Dotjones · 05/04/2023 13:18

ahem obviously I forgot the minimum wage has gone up so it's actually just under double now, sorry.

3littlebeans · 05/04/2023 13:24

er Dot - do you know any teachers that only work 35 hours a week?

I think when you do an hourly rate of hours actually worked, even taking into account the holidays, its pretty poor.

greenlabeljar · 05/04/2023 13:25

@mumsneedwine sorry but your dd is incorrect. Perhaps that's her anecdotal experience and it's possible but I know those salaries are not correct average starting salaries for many many firms including the top4.

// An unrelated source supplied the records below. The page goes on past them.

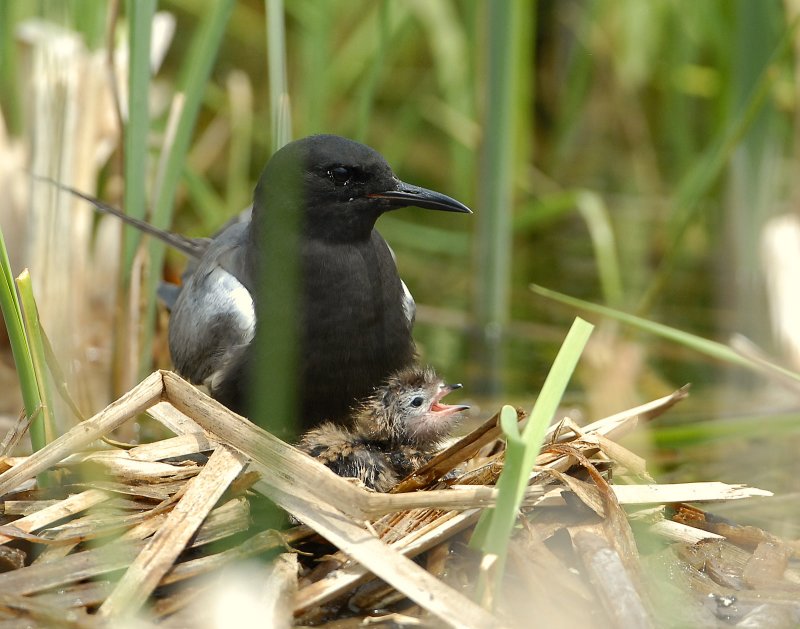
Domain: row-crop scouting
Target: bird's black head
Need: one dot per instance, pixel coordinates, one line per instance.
(342, 185)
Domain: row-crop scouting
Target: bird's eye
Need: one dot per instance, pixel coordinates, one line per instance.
(340, 175)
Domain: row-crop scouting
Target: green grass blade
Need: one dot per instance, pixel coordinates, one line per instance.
(366, 97)
(43, 427)
(202, 53)
(494, 529)
(278, 83)
(595, 215)
(710, 348)
(493, 229)
(12, 314)
(137, 130)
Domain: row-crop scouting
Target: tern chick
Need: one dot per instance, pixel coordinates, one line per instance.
(394, 431)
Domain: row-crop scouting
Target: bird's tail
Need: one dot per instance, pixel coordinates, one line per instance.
(192, 247)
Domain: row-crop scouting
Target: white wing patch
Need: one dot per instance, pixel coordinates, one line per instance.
(233, 299)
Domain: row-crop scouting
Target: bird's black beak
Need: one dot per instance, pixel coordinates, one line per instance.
(405, 194)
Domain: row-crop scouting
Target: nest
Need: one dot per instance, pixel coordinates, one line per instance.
(137, 538)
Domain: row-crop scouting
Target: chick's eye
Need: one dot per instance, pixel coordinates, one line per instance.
(340, 175)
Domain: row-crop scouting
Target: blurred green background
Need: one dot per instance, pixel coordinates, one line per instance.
(636, 154)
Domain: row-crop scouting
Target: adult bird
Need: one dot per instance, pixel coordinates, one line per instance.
(354, 314)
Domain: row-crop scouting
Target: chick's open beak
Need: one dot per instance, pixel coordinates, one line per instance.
(446, 409)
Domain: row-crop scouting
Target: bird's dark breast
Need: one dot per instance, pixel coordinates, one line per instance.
(354, 332)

chosenone · 05/04/2023 13:31

There is a national shortage of around 40,000 teachers and rising at the moment! Any other suggestions to recruit and retain other than pay? (And conditions).

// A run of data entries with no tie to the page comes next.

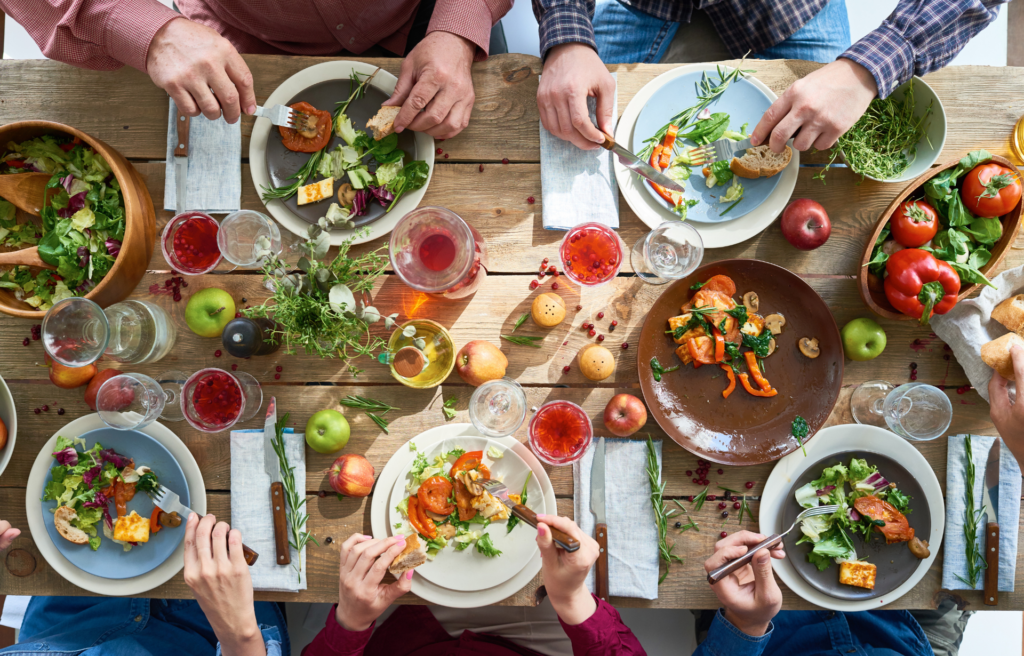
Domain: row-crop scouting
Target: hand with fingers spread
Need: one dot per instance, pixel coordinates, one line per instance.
(564, 572)
(816, 110)
(573, 72)
(750, 596)
(217, 574)
(361, 595)
(201, 70)
(435, 86)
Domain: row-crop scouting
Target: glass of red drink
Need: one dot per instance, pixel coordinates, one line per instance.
(214, 400)
(434, 251)
(189, 243)
(591, 254)
(560, 433)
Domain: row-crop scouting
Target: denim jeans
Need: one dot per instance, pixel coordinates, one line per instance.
(626, 35)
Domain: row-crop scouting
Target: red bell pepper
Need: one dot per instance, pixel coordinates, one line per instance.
(919, 283)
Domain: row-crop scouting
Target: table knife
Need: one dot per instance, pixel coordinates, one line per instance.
(990, 499)
(271, 465)
(181, 162)
(601, 526)
(635, 164)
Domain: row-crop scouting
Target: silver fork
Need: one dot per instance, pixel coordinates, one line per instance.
(718, 574)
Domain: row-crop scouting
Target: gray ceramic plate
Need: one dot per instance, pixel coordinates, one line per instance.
(895, 562)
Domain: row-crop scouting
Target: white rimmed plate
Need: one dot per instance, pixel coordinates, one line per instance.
(841, 439)
(263, 132)
(89, 582)
(715, 235)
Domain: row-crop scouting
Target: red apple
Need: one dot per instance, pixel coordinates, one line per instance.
(625, 414)
(806, 224)
(351, 475)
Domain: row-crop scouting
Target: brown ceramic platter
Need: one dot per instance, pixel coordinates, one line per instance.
(687, 403)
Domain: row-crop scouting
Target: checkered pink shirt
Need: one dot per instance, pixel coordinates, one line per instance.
(107, 34)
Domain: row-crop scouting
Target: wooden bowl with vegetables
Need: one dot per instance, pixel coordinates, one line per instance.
(966, 213)
(104, 250)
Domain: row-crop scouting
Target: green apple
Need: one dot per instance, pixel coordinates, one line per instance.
(327, 432)
(209, 311)
(863, 340)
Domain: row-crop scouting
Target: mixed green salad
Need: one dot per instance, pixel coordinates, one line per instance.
(829, 534)
(82, 224)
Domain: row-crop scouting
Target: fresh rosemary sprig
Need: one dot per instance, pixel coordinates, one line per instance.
(660, 516)
(296, 503)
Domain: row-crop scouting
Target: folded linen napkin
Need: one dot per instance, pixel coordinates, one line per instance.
(214, 183)
(970, 324)
(953, 560)
(579, 186)
(633, 564)
(251, 508)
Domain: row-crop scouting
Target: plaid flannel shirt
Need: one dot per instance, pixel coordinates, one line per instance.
(919, 37)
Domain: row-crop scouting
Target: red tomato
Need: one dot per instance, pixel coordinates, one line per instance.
(990, 190)
(913, 223)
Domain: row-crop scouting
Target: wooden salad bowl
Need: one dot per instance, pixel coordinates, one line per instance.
(871, 290)
(140, 221)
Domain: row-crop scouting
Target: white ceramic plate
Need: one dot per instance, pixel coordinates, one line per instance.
(840, 439)
(89, 582)
(429, 591)
(715, 235)
(262, 132)
(470, 570)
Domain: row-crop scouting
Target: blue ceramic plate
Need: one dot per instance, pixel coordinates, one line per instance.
(744, 103)
(111, 561)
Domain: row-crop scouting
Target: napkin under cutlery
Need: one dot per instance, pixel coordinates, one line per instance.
(954, 560)
(214, 182)
(579, 186)
(633, 557)
(251, 508)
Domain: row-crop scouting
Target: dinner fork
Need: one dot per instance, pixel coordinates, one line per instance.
(169, 501)
(716, 575)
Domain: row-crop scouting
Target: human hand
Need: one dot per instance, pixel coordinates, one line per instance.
(435, 86)
(572, 73)
(201, 70)
(817, 108)
(750, 595)
(217, 574)
(565, 572)
(361, 596)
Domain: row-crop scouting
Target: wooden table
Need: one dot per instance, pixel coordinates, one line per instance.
(127, 112)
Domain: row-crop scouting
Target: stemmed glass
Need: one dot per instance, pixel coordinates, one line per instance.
(913, 410)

I am happy as a teacher with my pay and overall benefits package. But in some schools teachers will do the same jobs as me for much less, thanks to abandoning parity. The next step for teachers needs to be bare minimum and hope that all of us won’t be put on capability. Teach all day, mark the bare minimum in the paid time you have. No extras, no goodwill, no extra revision classes, no phone calls, emails to parents out of work hours, no trips, no concerts, shows, no extracurricular sport!?

This will only affect the kids, the govt still won’t care.

Kazzyhoward · 05/04/2023 13:32

ImaynotliketheEducationSecretary · 05/04/2023 12:04

The inclusion of house prices was more an indicator that a £33K salary in say, the SE has different buying power to a £33K salary in Wales or the NE.

When I was growing up, teachers were viewed/paid/respected in line with doctors/bankers etc.

I think what makes me so angry is that surely, much of this lag in pay is because it is a female dominated profession?

Teachers have never been paid in line with doctors!

Botw1 · 05/04/2023 13:34

Oh.

Maybe not.

That article says its similar for English teachers

Researchers found that teachers in England work 47 hours a week on average during term time, including marking, lesson planning

Kazzyhoward · 05/04/2023 13:34

mumsneedwine · 05/04/2023 13:13

@greenlabeljar DD tells me that the minimum graduate salary any of her friends has been offered for accountancy is £34,000. And that's in Leeds.
But hey, let's start our doctors on £29,000 (for a 48 - usually actually 72 - hour week). And our teachers on £28,000. Huge incentive for young people to enter those (slightly important) professions !!!

My son was looking for graduate jobs last year, and saw many graduate trainee accountancy jobs at far less than £34k. The only ones anywhere near that salary were the Big 4 firms, and they'd only recruit the top of the tree, so say top 5% of graduate applicants. The vast majority of graduate trainee accountants are on less than average wage.